Main points of contention in the MLB lockout
So, what’s really at stake in the MLB lockout? The three biggest things that still need to be settled are:
- Minimum salary: The players want the salary boosted up to $700,000+, but the MLB has only offered $675,000.
- Bonus pool: Players want a new bonus pool for players who aren’t eligible for arbitration yet. MLB says they would agree to it, but at a much smaller scale than the MLBPA would like.
- Competitive Balance Tax: Also known as CBT, this luxury tax serves as an alternative to a salary cap by limiting the total amount a team can spend on their roster of players. Players want to raise the CBT threshold while owners want to keep it low.
Those are the sticking points, but a number of other collective bargaining issues have also been discussed, including free agency, draft pick compensation, service time restrictions, postseason length and designated hitter rules.
Past MLB strikes and lockouts
While there’s certainly plenty of drama in this year’s lockout, it’s not the first time that a work stoppage has caused an uproar in pro baseball. Here’s a look at some of the past strikes and lockouts in MLB history:
- April 1972 strike: A two-week strike over the players’ pension resulted in the cancellation of 86 regular-reason games, which were not made up later. This was the MLB’s first-ever players’ strike.

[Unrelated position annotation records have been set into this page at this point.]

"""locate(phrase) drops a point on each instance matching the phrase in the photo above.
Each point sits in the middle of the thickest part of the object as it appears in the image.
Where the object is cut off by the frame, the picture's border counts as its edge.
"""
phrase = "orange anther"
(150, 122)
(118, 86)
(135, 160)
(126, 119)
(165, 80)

- February 1973 lockout: Similar to today’s situation, the first owner lockout occurred after an old collective bargaining agreement expired. Spring training was delayed, but regular season games went on as scheduled.
- March 1976 lockout: The players’ union won the right to free agency in this landmark lockout. No regular season games were cancelled.
- April 1980 strike: This short strike lasted only about a week as collective bargaining agreement negotiations took place.
- Summer 1981 strike: Lasting from June 12 through July 31, this strike over free agent compensation resulted in over 700 games being cancelled. This was one of the most contentious work stoppages in MLB history.
- August 1985 strike: In a small two-day strike, players and owners negotiated pension and salary issues. All cancelled games were made up later.
- Winter 1990 lockout: Owners once again locked out players over free agency issues, this time along with disagreements over salary arbitration. It lasted over a month, pushing back spring training and Opening Day.
- 1994-1995 strike: This was the big one — a 232-day strike that entirely upended the season, causing the loss of 938 regular season games and the 1994 World Series. A National Labor Relations Board complaint and injunction was eventually issued to end the strike.
It’s been almost 30 years since that last work stoppage. Will it end today, or drag on for additional days, weeks or (gulp) months? We’ll find out soon.